Adding insult to injury, DC 37 has learned that two years ago the HHC board of directors voted behind closed doors to give its top officials six-figure payouts if they are removed without cause. The great unfairness here is that while the HHC’s top executives land softly with golden parachutes, the agency appears willing to sacrifice its front-line employees.

By contrast, in a ludicrous example of misguided charity, the city has announced that it’s bailing out entertainment conglomerates such as Disney by purchasing millions of dollars worth of Broadway theater tickets. As if phenomenally successful productions such as “The Lion King” and “Beauty & The Beast” – with their $100 ticket prices – can’t fend for themselves.

DC 37 fights for every member
We are well aware that difficult decisions will have to be made in order to restore the city’s economic stability. But the city cannot balance its budget on the backs of the working men and women who provide the energy and ideas that make it run.

Your union will continue to fight like hell to remind them of this.

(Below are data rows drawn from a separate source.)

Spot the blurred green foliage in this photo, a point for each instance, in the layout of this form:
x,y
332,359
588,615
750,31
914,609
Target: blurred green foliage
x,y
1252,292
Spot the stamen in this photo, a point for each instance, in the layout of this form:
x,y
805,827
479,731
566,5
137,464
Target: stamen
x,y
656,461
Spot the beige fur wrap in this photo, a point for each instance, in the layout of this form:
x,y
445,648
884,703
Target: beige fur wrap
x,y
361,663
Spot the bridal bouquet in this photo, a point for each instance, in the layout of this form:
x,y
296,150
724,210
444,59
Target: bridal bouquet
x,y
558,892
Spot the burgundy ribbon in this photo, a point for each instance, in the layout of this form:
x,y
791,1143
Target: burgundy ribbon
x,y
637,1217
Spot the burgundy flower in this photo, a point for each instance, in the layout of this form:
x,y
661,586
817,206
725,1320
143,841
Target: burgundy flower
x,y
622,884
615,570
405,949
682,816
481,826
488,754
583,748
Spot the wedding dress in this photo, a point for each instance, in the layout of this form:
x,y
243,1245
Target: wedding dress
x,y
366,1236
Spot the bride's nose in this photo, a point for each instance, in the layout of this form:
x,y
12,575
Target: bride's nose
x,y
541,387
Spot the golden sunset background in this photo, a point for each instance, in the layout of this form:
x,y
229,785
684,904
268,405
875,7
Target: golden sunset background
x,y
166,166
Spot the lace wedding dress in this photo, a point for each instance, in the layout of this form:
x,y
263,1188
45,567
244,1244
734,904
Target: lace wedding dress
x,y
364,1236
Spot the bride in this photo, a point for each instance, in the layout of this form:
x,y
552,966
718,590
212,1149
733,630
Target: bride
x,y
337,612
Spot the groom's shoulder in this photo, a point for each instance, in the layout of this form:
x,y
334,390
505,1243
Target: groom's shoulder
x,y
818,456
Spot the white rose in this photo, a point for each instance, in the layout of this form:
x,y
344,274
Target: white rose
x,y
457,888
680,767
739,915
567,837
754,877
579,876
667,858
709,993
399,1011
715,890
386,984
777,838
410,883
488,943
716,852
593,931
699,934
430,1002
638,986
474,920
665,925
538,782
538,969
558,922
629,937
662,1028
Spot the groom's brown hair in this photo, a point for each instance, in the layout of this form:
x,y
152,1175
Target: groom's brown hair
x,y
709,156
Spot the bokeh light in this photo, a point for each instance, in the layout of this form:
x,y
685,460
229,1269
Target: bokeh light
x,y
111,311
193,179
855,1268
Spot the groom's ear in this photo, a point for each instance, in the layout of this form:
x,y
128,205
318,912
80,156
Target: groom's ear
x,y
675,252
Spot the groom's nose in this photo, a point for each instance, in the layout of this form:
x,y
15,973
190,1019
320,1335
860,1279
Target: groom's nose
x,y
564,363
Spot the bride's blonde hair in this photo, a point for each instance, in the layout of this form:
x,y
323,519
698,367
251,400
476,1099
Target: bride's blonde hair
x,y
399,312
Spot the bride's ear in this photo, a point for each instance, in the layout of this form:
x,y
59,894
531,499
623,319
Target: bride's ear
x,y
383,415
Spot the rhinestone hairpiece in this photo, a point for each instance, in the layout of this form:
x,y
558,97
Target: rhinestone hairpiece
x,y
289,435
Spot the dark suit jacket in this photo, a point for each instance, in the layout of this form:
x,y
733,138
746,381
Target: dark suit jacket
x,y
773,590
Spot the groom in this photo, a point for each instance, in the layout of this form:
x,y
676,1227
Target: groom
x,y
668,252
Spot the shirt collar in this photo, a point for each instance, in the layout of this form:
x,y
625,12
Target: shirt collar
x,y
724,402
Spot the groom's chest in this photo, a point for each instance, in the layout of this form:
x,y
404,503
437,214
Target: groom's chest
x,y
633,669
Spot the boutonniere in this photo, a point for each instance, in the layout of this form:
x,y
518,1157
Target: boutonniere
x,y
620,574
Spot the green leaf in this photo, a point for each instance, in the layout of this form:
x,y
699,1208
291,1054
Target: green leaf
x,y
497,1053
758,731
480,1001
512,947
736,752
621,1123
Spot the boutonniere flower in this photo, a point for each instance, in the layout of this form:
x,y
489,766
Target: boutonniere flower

Most recently, DC 37 fought to save $1 billion in budget cuts that were a “farewell gift” from the Giuliani administration. We lobbied the City Council and secured millions of dollars in restorations, saving members’ jobs in city museums and libraries. Like the HHC, some of these institutions had gone so far as to issue layoff notices. But DC 37’s efforts have made these job cuts unnecessary.

And when the union learned that Mayor Giuliani was considering hiring a San Francisco-based private contractor to replace the 60 Local 375 Everyday Heroes who’ve been in charge of the most critical engineering work at Ground Zero, we worked with local media and elected officials to save their assignments. Union teamwork and determination convinced the mayor to stick with public employees.

From HHC to libraries and cultural institutions to Ground Zero, DC 37 has shown again that we care about every member.

We also care deeply about our city, and we respect the new mayor. We hope to work cooperatively with him to solve the coming budget problems, but we want him to understand a basic fact about DC 37: We fight aggressively for every member.